Me guiña un ojo y desaparece a través de la puerta acristalada.

Me quedo solo, con mis dibujos, y los paso lentamente, observándolos bien en busca de un ángulo, un matiz original, un gesto significativo. El único que promete algo es precisamente el elegido por Leo. Lo cierto es que, con vodka o sin él, tiene el ojo refinado. Ha crecido entre exposiciones, conciertos y tertulias desde niño; su gusto educado con cuidado por los padres y la flor y nata de la diplomacia internacional.

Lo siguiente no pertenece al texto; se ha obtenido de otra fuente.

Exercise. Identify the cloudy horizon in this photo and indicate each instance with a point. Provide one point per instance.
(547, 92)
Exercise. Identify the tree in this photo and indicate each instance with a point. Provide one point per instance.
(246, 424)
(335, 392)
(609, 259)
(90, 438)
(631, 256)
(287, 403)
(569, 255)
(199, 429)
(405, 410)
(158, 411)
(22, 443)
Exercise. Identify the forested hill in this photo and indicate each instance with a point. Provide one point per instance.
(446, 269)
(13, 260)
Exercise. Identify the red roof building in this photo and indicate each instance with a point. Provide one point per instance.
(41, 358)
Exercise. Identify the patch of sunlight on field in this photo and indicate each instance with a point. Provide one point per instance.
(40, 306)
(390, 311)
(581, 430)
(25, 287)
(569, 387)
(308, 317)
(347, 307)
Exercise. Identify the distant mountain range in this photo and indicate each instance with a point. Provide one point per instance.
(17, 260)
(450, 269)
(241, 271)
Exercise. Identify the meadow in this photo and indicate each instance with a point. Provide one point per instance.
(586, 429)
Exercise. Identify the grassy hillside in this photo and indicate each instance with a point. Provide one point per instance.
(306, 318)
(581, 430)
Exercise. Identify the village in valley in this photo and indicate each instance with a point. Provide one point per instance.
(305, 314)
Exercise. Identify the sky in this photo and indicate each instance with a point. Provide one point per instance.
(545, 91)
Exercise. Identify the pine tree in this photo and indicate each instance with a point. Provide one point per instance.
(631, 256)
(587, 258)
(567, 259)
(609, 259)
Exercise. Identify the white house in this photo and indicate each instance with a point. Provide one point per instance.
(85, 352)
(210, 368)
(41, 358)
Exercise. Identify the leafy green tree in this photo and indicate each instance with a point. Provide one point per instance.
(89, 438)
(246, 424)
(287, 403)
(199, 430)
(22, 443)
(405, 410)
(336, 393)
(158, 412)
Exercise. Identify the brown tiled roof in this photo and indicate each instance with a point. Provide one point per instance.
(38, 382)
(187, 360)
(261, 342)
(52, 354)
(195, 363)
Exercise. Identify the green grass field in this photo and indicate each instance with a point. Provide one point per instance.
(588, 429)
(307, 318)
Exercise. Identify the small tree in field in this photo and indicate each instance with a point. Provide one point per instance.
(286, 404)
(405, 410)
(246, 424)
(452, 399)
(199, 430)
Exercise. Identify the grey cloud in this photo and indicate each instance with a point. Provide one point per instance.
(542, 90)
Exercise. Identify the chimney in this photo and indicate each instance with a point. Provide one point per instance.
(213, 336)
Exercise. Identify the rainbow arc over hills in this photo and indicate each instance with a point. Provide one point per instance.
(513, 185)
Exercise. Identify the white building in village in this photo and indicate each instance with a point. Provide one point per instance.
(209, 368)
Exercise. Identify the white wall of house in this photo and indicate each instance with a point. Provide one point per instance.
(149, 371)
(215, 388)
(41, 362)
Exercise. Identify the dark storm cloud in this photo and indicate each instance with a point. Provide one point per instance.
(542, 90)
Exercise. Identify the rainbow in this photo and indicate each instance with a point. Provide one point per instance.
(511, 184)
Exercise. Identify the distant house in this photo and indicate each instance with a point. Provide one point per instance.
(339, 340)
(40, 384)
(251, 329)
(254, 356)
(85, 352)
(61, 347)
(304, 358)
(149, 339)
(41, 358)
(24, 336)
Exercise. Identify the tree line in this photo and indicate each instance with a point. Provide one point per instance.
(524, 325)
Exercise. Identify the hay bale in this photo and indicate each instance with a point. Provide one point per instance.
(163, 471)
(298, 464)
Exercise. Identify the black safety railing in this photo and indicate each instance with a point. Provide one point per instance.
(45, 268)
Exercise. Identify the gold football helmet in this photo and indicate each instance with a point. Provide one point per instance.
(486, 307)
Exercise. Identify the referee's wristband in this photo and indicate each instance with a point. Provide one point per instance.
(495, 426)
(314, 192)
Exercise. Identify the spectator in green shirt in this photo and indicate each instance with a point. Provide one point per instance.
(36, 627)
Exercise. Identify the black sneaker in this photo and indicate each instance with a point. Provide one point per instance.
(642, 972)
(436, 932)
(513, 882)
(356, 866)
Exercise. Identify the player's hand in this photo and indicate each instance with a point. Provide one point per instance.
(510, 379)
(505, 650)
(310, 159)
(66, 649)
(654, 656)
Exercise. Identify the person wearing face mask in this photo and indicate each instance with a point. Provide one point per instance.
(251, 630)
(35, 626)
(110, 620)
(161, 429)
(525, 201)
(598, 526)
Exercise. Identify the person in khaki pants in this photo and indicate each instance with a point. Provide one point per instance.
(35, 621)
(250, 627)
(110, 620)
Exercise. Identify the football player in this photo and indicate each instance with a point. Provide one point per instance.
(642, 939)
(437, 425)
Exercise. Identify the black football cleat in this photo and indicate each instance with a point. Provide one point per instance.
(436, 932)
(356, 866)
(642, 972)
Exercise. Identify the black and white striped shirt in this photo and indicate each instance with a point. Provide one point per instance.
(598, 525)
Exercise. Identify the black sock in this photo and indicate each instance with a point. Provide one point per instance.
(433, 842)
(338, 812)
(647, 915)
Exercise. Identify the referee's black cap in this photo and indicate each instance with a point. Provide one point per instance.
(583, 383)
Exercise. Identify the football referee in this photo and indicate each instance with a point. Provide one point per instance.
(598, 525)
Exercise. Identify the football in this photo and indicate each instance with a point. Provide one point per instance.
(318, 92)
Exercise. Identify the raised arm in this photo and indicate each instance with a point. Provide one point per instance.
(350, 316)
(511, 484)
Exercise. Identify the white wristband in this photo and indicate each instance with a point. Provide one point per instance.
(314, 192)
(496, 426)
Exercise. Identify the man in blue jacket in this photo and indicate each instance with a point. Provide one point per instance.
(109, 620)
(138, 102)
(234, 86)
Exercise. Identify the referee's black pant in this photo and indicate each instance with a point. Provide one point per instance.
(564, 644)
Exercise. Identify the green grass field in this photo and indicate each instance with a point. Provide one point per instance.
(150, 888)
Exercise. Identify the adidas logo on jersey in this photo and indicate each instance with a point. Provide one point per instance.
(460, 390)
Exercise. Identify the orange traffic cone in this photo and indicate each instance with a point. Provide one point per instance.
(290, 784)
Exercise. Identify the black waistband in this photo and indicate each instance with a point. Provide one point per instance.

Miro fijamente durante mucho tiempo el boceto, intentando captar la elusiva cualidad que lo hace especial, para poder trabajar sobre él. Pero es demasiado poco. Es solo el inicio de una cualidad. El erotismo de la escena domina cualquier otro elemento. Inútil insistir: solo me dan ganas de ir donde Manuela y doblarla de nuevo así sobre un colchón.

El pensamiento de que ella vive no muy lejos de mí, en una perpendicular a via Cristoforo Colombo, se insinúa en mi mente. Total, tengo que ir al piso de todas formas, solo he pasado por el estudio para mirar un momento los bocetos y ver si conseguía trabajar un poco en la escultura. Nos hemos separado hace solo unas horas, pero la sangre me bulle ante la idea de cogerla por sorpresa en casa. Tomarla de pie contra la puerta de entrada sin darle tiempo de reflexionar, de preguntarse si quiere volver a verme, ni cuándo ni cuánto, ni si tenemos una relación o de qué tipo. Así es como se hace, querido Leo.

Antes estaba cansado, pero los chupitos de vodka me han espabilado. Me echo sobre los pantalones y la camisa del traje de la boda la primera chaqueta vieja que encuentro, para no estar demasiado fuera de lugar. Y salgo de caza, como un lobo en la noche.